Vanity Fair dishes it out on JFK Jr., N.Y. Times
It's tabloid time at Vanity Fair .
But just because it slaps a photo of John F. Kennedy Jr. and his wife Carolyn Bessette on its August cover and includes a "location piece" from the media-mad hometown of murder victim Laci Peterson doesn't mean Vanity Fair has gone totally third class.
As it proves with its regular stable of top columnists, a solid story about the nasty office politics at the New York Times and an excerpt from a new book about novelist John O'Hara, Vanity Fair is one of the best $15-a-year buys in the magazine universe.
Don't worry. Vanity Fair is not saying in "Secrets and Lies" that handsome JFK Jr. and his beautiful but apparently very unpleasant wife are still alive. It's just saying the fairy-tale couple had a rocky, unhappy, about-to-disintegrate marriage that included drug problems, domestic violence and co-charges of infidelity -- tame stuff by the standards of Kennedy Family Values.
"Secrets and Lies," which includes lots of photos of the doomed couple, is an excerpt from Edward Klein's new book, "The Kennedy Curse: Why Tragedy Has Haunted America's First Family 150 Years."
Nothing Klein writes is over-the-top unbelievable or really that damning (Bessette is a spoiled, psychologically troubled you-know-what and JFK Jr. is her No. 1 victim).

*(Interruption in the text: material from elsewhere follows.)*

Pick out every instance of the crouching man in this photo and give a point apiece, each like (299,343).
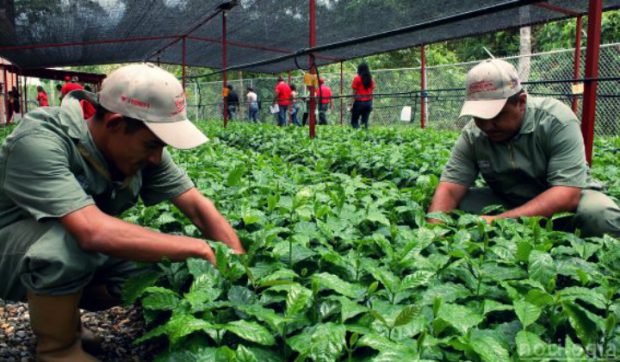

But based on the gossipy content and the mostly unnamed sources, Klein -- a former New York Times staffer -- won't win a Pulitzer for nonfiction.
No one who reads Vanity Fair -- especially anyone who's worked at a daily paper -- will have trouble believing "The Times's Restoration Drama," David Margolick's behind-the-scenes account of the editorial power struggles, arrogance and nasty office politics at the New York Times under recently cashiered editor Howell Raines.
Margolick, a former Times staffer with lots of inside sources, says Raines -- an unlikable boss who comes off as a jerk, personally, managerially and journalistically -- was ultimately brought down not by the lies and fabrications of ex-reporter Jayson Blair but by a mutiny of mid-level editors and bureau chiefs.
The sophisticated targets of Vanity Fair's monthly dish of celebrity gossip and kinky fashion ads will be far more entertained by "The Golden Fleece," the story of a strange scam artist who apparently made millions in Hollywood by duping A-list stars and politicians such as Cher, Arnold Schwarzenegger and Hillary Clinton.
Aaron Tonken, reports Bryan Burrough in excruciating detail, is a high school dropout and fast-talking loner with a serious facial tick and a bundle of insecurities who is commonly described as a "schlemiel" and a "loser."
Yet Tonken was able to use his celebrity schmoozing skills to organize a series of star-studded fund-raisers beginning in the late 1990s that raised millions for various charities -- large piles of which he allegedly looted for himself and his shady "investors."
Tonken, now deep in debt and legal trouble, is being investigated by at least six state and federal agencies, including the FBI and the IRS. Although Vanity Fair shows pictures of him schmoozing with Hillary and/or Bill Clinton at four gala Hollywood fund-raisers, the Clintons -- understandably -- have distanced themselves as far away from him as they can. Tonken's name isn't even in the index of Hillary's new book, "Living History."